The 54-year-old was today due to receive a mandatory life sentence for the murder of Barbara Griffin and attempted murder of her aunt Emma Anton in the Le Geyt estate in 1990.

He is already serving life for the violent and unprovoked murder of Michael Josey, whom he kicked to death in the Cornish fishing village of Mevagissey seven years later.

Michael Josey Picture supplied by Gary Wyatt (33989961)

Tregaskis, who now uses a wheelchair after developing multiple sclerosis, was found guilty of the Le Geyt killings by a jury in the Royal Court following a two-week trial last month.

It was the second time he had faced trial for the killings – after being cleared of the offences in 1991.

Today Gary Wyatt, Mr Josey’s nephew, called for the Royal Court to impose a whole-life term – meaning that Tregaskis will never be able to apply for parole and will spend the rest of his days behind bars.

Gary Wyatt nephew of murder victim Michael Josey (33989964)

‘I hope he is given a whole-life term to ensure he never sets foot outside prison again,’ he said.

‘I know he now has a disability but he also has psychopathic tendencies and I still believe he is a danger to the public.

‘After he had been released for other offences in the past he went on to attack people.
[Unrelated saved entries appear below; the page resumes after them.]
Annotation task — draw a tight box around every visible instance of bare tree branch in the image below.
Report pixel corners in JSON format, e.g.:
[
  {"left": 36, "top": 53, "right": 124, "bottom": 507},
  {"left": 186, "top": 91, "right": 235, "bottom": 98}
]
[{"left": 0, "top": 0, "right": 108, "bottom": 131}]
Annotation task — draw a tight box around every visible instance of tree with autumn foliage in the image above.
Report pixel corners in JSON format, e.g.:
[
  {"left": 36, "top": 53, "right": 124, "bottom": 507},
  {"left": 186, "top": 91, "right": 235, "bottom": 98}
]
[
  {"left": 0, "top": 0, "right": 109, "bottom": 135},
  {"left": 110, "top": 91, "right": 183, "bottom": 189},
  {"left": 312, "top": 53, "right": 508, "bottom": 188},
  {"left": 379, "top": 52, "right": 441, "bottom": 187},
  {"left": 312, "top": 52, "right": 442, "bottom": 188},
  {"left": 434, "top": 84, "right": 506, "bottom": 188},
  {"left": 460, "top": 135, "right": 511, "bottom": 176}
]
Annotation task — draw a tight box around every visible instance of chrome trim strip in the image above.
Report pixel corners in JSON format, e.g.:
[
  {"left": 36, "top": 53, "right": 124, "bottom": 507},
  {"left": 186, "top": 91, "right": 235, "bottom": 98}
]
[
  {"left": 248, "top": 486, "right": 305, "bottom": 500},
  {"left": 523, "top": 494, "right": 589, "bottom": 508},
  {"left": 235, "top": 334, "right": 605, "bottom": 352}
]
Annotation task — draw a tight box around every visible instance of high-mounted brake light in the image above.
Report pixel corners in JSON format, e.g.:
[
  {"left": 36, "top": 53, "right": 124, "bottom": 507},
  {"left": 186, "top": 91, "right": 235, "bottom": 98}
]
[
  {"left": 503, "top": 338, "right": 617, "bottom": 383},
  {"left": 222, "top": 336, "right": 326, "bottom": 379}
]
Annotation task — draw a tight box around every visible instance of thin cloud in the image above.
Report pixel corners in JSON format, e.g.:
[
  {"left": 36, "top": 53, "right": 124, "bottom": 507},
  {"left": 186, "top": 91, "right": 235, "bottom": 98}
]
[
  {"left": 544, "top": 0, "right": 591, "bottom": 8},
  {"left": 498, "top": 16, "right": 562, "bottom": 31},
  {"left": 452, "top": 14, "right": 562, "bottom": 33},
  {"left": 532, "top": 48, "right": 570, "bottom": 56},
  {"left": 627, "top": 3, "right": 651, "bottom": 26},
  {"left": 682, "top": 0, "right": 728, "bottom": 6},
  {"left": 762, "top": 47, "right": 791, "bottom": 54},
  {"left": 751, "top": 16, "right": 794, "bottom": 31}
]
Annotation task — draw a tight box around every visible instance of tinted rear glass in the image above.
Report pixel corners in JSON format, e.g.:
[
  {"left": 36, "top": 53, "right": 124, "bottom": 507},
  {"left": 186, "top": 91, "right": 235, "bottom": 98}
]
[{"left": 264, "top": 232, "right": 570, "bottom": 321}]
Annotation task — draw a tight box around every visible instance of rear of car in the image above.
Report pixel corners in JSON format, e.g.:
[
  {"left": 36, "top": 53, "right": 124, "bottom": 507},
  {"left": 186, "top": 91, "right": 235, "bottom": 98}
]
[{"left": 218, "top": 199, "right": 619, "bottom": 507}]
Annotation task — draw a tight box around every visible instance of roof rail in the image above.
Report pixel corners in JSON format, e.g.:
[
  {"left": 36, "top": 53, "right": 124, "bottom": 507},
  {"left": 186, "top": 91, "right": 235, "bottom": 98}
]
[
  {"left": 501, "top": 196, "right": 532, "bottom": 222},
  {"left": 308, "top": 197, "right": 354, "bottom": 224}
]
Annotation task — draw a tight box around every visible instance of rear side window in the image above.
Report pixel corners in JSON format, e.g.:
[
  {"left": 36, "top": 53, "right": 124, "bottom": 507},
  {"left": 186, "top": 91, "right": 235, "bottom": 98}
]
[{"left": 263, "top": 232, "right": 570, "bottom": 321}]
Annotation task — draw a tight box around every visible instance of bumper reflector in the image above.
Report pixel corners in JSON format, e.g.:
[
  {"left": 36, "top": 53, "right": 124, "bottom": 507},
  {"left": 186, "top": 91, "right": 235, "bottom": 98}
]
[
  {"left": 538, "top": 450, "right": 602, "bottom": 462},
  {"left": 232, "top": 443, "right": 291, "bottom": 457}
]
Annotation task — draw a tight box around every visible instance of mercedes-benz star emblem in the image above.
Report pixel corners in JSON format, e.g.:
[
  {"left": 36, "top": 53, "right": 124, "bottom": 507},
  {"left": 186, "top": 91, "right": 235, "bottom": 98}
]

And there could still be offences out there which he has never been convicted of.

‘I do believe that if he is ever released he will attack again – he has nothing to lose.’

Mr Wyatt added: ‘I hope the sentencing judge today also understands that if Tregaskis had been convicted the first time around then my uncle would still be alive today.’

Tregaskis – a serial offender with numerous convictions for violence – stabbed 59-year-old Mrs Griffin to death and seriously injured 85-year-old Miss Anton after entering the flat they shared through an open window.

He was arrested less than a week later, but the subsequent trial was dogged by setbacks, including the star prosecution witness refusing to attend and fleeing to the UK.

After walking free from court, the Islander continued his life of violent crime and was later jailed for 6½ years for a number of offences, including stabbing a doorman.

In a decision that would ultimately lead to his second murder, Tregaskis was released on licence in February 1997 – on condition that he lived with his father in Mevagissey, where just weeks later he kicked Mr Josey to death.

During his trial in Truro Crown Court, jurors heard that he attacked Mr Josey because he thought he had ‘looked at him the wrong way’.

Tregaskis was sentenced to life with a minimum term of 20 years in 1999. Although the tariff has now expired, the JEP understands that the killer has had several applications for parole denied.